The COVID-19 pandemic has also played a significant role in millennials’ plans for homeownership. According to the report, 21 percent of millennials are delaying homeownership altogether. For 67 percent of millennials, this delay results from a partial or total income loss, whereas 21 percent of millennials say it is because of a reduction of down payment savings or “a concern that homeownership is no longer a prudent decision in a volatile economy.”
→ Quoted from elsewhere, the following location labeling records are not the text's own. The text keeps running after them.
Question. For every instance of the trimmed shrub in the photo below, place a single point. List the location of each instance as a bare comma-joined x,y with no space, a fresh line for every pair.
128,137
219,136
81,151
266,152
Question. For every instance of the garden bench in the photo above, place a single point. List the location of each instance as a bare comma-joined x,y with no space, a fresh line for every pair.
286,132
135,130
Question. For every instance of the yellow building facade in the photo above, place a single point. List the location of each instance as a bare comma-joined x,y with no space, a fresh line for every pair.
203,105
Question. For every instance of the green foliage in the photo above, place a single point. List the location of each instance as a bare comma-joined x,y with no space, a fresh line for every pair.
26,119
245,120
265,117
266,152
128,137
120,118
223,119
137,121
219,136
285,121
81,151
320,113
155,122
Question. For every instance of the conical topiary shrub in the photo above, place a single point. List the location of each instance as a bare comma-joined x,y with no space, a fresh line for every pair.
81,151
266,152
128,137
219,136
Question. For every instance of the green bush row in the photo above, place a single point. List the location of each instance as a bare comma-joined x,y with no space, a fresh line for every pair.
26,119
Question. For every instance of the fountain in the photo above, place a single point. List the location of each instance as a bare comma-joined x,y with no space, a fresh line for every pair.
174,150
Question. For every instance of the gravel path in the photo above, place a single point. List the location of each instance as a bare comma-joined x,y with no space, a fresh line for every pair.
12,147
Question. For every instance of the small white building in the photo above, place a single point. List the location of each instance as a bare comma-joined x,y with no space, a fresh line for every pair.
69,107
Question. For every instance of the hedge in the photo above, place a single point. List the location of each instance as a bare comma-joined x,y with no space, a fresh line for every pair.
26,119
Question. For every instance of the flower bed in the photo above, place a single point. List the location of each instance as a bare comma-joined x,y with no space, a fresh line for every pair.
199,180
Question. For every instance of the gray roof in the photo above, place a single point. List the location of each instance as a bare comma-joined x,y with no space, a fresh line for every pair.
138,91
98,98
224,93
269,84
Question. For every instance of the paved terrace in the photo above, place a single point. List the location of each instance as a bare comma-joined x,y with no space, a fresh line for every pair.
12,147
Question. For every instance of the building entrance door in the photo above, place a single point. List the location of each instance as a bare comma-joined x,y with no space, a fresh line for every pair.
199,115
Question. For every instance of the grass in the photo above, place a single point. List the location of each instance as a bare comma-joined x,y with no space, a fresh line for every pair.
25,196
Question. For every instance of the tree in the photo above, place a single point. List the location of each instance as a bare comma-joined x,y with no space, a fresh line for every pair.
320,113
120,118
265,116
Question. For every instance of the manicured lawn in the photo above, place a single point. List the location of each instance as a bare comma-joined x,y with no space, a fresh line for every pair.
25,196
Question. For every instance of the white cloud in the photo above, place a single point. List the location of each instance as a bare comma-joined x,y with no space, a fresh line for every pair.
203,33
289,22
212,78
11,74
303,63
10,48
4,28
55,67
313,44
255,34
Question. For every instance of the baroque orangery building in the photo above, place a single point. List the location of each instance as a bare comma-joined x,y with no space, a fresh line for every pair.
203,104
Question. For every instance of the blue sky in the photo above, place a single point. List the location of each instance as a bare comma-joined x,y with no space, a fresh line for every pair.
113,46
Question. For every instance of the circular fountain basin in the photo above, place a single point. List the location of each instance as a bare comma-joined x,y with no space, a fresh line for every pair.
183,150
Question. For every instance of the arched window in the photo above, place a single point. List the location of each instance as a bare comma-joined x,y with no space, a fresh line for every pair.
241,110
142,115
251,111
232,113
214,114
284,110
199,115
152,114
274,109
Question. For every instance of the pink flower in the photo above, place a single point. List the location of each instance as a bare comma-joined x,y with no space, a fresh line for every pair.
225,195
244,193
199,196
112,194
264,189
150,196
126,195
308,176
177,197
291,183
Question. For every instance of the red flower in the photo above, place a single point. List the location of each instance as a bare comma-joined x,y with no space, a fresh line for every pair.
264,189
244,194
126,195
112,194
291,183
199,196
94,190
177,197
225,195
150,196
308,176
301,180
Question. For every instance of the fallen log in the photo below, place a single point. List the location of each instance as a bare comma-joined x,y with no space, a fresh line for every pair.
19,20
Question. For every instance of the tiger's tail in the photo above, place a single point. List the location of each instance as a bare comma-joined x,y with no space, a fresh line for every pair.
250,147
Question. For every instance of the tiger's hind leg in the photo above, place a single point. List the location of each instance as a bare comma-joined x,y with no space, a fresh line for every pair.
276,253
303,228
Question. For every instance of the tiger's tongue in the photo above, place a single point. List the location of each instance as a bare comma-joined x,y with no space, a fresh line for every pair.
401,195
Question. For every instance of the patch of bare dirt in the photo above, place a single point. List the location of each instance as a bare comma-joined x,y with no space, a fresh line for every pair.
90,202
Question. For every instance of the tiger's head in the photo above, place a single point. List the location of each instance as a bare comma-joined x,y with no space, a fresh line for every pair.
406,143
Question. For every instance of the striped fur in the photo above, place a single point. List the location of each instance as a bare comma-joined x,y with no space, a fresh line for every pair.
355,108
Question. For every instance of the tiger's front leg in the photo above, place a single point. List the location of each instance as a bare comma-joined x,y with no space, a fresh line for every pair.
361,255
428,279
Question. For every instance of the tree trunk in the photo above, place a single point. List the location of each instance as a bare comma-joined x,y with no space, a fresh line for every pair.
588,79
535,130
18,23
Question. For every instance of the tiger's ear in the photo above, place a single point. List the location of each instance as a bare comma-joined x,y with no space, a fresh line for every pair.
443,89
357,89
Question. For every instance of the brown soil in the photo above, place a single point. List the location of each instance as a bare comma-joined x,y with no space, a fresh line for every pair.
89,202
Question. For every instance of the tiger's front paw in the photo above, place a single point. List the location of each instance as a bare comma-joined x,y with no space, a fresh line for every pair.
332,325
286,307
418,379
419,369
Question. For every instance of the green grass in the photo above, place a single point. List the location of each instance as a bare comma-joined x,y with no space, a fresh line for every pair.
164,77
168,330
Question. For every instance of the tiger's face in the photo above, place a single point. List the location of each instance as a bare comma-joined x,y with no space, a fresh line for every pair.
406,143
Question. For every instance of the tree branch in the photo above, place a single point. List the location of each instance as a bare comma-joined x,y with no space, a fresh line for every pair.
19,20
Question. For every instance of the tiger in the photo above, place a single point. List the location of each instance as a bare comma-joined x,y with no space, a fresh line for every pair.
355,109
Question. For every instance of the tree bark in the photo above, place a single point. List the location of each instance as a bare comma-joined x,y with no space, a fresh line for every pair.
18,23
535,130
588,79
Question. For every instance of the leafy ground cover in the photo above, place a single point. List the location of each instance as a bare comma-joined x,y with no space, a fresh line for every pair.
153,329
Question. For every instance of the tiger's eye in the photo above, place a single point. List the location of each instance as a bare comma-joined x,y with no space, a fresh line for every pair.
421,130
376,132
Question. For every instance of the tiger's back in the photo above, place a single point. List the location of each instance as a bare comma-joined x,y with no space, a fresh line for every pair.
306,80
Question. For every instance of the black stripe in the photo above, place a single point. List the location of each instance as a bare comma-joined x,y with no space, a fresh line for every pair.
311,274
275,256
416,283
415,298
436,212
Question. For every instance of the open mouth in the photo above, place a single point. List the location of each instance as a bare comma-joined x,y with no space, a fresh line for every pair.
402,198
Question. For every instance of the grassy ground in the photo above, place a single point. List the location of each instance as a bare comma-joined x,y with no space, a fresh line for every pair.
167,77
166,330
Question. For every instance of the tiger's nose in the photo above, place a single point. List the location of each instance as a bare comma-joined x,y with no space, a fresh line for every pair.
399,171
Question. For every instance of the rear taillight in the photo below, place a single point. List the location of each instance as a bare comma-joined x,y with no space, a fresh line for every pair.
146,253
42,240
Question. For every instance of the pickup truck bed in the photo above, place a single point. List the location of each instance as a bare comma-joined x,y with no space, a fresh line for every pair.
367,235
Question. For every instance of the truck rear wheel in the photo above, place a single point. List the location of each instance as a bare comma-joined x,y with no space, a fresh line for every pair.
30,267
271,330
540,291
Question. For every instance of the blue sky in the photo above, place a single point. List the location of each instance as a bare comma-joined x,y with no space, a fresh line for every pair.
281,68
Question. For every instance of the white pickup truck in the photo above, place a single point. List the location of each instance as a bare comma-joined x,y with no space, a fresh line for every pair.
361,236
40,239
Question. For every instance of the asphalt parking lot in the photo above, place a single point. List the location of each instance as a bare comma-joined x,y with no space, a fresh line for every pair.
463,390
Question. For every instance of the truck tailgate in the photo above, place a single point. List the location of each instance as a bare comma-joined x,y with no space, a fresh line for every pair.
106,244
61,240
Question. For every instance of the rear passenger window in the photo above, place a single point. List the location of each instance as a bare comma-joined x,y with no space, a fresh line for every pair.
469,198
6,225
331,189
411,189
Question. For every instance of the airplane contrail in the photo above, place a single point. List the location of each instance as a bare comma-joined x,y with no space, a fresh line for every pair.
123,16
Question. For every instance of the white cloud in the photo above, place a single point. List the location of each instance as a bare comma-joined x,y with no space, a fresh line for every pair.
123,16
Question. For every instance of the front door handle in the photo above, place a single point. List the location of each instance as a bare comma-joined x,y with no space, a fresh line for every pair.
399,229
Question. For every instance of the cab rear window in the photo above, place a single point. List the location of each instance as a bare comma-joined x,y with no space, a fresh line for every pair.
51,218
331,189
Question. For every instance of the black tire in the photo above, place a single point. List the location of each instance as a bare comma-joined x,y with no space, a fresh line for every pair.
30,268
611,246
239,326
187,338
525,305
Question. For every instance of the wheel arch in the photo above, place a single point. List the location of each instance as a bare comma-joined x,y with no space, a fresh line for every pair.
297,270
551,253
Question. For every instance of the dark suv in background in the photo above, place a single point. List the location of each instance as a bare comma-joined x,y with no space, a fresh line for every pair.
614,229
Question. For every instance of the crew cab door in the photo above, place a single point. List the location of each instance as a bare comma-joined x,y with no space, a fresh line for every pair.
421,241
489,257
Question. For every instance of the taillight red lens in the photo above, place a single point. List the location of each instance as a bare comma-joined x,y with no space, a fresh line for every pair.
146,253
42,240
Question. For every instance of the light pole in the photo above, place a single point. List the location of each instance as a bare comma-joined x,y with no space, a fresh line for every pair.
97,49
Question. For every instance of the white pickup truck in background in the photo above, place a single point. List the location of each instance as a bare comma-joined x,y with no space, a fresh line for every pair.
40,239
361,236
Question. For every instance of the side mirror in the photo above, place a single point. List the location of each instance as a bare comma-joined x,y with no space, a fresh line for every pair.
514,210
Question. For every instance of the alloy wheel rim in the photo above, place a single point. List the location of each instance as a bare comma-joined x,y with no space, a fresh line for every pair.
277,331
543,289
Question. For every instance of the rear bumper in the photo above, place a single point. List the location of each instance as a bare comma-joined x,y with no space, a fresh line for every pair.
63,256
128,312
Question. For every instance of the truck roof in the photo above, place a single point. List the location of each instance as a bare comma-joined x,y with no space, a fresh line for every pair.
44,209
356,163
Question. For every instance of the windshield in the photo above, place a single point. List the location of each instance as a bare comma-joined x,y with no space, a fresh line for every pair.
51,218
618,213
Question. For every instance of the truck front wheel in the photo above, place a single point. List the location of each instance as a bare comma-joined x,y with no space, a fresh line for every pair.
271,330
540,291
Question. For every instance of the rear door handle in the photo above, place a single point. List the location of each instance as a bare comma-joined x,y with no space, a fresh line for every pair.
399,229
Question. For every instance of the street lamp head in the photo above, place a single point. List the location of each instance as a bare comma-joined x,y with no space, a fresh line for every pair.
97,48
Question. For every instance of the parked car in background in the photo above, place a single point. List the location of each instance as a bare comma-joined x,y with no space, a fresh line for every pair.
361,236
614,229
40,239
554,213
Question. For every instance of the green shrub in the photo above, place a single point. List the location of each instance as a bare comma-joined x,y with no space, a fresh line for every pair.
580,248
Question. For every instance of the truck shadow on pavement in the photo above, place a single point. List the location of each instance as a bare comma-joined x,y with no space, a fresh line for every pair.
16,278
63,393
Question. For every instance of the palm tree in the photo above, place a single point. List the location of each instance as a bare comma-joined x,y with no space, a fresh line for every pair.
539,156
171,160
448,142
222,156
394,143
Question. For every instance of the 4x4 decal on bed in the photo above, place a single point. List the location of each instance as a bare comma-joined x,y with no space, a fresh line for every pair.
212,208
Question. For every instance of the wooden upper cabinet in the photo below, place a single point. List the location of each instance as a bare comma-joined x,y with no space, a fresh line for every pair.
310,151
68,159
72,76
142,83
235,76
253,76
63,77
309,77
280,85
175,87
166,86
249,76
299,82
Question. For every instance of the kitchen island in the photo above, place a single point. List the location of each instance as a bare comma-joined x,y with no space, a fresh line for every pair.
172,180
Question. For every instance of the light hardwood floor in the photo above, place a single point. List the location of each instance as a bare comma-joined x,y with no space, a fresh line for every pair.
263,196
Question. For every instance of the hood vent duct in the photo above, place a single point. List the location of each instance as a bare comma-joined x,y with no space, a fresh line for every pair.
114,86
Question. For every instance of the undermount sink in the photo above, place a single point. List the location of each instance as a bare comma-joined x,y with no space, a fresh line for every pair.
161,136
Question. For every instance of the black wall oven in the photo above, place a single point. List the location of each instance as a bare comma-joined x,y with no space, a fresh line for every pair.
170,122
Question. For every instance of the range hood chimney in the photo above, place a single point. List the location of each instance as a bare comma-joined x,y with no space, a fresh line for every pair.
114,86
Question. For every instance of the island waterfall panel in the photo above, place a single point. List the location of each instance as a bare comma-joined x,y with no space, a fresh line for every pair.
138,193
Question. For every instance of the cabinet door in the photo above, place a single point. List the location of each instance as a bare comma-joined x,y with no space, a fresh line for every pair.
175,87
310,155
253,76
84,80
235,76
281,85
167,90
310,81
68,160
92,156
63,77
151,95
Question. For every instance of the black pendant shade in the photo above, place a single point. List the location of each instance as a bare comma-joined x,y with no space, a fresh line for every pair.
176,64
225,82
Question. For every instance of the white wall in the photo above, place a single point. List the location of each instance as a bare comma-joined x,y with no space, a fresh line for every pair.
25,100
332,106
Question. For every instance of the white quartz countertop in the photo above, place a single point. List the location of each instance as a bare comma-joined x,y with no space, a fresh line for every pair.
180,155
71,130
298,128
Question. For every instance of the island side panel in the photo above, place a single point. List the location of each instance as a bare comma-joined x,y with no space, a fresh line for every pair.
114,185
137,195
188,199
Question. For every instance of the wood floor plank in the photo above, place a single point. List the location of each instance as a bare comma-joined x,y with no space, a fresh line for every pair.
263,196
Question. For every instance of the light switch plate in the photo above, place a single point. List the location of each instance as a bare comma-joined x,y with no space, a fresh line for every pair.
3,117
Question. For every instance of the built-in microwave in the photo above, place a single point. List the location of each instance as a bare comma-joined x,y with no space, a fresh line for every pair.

Nowadays, millennials tend to delay marriage and kids and would instead share rent with roommates. That was different a few decades ago as baby boomers are today the nation’s highest homeownership with 78.8 percent compared to 47.9 percent for millennials, according to recent data from the Census Bureau’s Current Population Survey.

Also, according to the Apartment List’s report, millennials accounted for 38 percent of home purchases and more than half of all new mortgages in 2020. But they still lag behind older generations.

At age 30, 42 percent of millennials own homes compared to 48 percent of Gen Xers and 51 percent of boomers owned homes when they were the same age. 

What Does That Mean for Multifamily Real Estate?

But, when those millennials stay renters forever, as they are saying, Ray explains this can be great for the multifamily real estate world. 

“You are increasing the amount of demand for the same amount of supply,” he says. “The higher renter nation, the higher demand for rents, those rents can go up which is good for real estate investors, but you have to keep in mind that people will build more apartment buildings.”